Network Security guide for the home or small business network – Part 3 – Antivirus
Ok, the first two entries thus far, hardware firewalls and software firewalls have been fairly operating system independant. A hardware firewall is best, but if that’s not possible a software firewall will do until you get a hardware firewall setup. This next item is (currently) a must have for Windows users. However, Mac and Linux users may see the day soon when it is an essential part of security for those systems as well. These days I am stunned to see PC’s that don’t have an antivirus program installed.
They are out there though. Now it’s time for some bad news. If you got antivirus software with your PC 2 years ago, but the subscription lapsed about 1 and 1/2 years ago. You’ve got a problem. Here’s a basic idea of how antivirus software works. The antivirus companies write a “dictionary” of known viruses. They send that off with the install discs (or download) for their software. But the minute that get’s pressed (or packaged), someone, somewhere in the world writes a new virus and it doesn’t match any of the entries in this dictionary (these dictionaries are referred to as signature files or virus definition’s).
So, the virus company takes a look at this new virus and adds it to their “dictionary” or definitions. Ideally then, the software downloads the new definitions and ONLY THEN is the pc protected against that new virus. There is an inherent problem in this setup. We are always in a “defense” mindset, the definitions are always behind the viruses and it’s essential that the pc checks frequently for updates.
There are many good cheap (and free for home use) antivirus programs out there. As with software firewalls, look for 3rd party recommendations of any software you are interested in trying. I highly recommned AVG free for home users. It’s free with free updates (and the updates seem fairly frequent (every day or two).

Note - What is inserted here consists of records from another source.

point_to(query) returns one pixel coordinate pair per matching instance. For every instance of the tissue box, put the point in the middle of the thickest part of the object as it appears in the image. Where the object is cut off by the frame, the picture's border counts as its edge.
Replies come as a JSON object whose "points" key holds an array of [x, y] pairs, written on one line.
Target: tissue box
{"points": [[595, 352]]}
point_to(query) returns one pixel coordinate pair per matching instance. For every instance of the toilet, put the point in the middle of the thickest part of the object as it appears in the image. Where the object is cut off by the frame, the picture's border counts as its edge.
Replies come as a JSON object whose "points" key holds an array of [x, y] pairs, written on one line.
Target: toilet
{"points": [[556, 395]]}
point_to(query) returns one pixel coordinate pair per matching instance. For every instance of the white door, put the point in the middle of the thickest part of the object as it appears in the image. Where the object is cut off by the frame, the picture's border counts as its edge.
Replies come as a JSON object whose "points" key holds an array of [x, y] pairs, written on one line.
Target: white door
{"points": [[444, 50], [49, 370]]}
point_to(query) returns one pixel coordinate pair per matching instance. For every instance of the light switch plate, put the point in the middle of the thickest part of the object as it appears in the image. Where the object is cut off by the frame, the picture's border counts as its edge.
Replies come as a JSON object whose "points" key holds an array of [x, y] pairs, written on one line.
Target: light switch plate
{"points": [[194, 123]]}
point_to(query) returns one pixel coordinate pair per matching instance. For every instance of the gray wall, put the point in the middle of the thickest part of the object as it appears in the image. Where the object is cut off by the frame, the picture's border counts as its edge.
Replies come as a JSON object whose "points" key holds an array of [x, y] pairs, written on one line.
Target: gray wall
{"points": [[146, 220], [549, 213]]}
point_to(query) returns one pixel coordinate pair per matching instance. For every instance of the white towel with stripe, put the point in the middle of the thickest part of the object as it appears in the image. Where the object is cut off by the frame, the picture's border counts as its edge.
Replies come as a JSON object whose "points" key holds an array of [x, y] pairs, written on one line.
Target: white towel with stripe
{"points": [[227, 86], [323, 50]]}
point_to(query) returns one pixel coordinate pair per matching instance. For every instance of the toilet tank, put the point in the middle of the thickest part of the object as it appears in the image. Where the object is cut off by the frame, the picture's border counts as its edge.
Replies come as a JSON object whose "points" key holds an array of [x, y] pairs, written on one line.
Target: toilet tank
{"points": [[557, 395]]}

If you run an in house mailserver I would highly recommend including antivirus scanning at the mailserver level. My usual setup uses Clam antivirus on a linux mail server. Clam antivirus then checks for updates ~once per hour and frequently I’ll see several updates in a single day. Another note here. At one point I had a suggestion that “if we have antivirus at the mailserver, we don’t need it on the desktops”, which is not a good way to think about it. Typically email attachments have been a common “vector” for viruses, but they’re not the only route a virus can take into a system. These days web-browsing is also a possibility. Don’t “lower your defenses” if anything strengthen them. I would suggest if you have both email server level antivirus and desktop antivirus that you use different antivirus programs for each role. (A small home network with inhouse mailserver might have clamantivirus (clamav) on the server and AVG free on the desktop’s for instance.)
Currently Mac/Linux users have at most 1 or 2 viruses a year to be concerned about. Windows users have (this year) 16,000+ new viruses.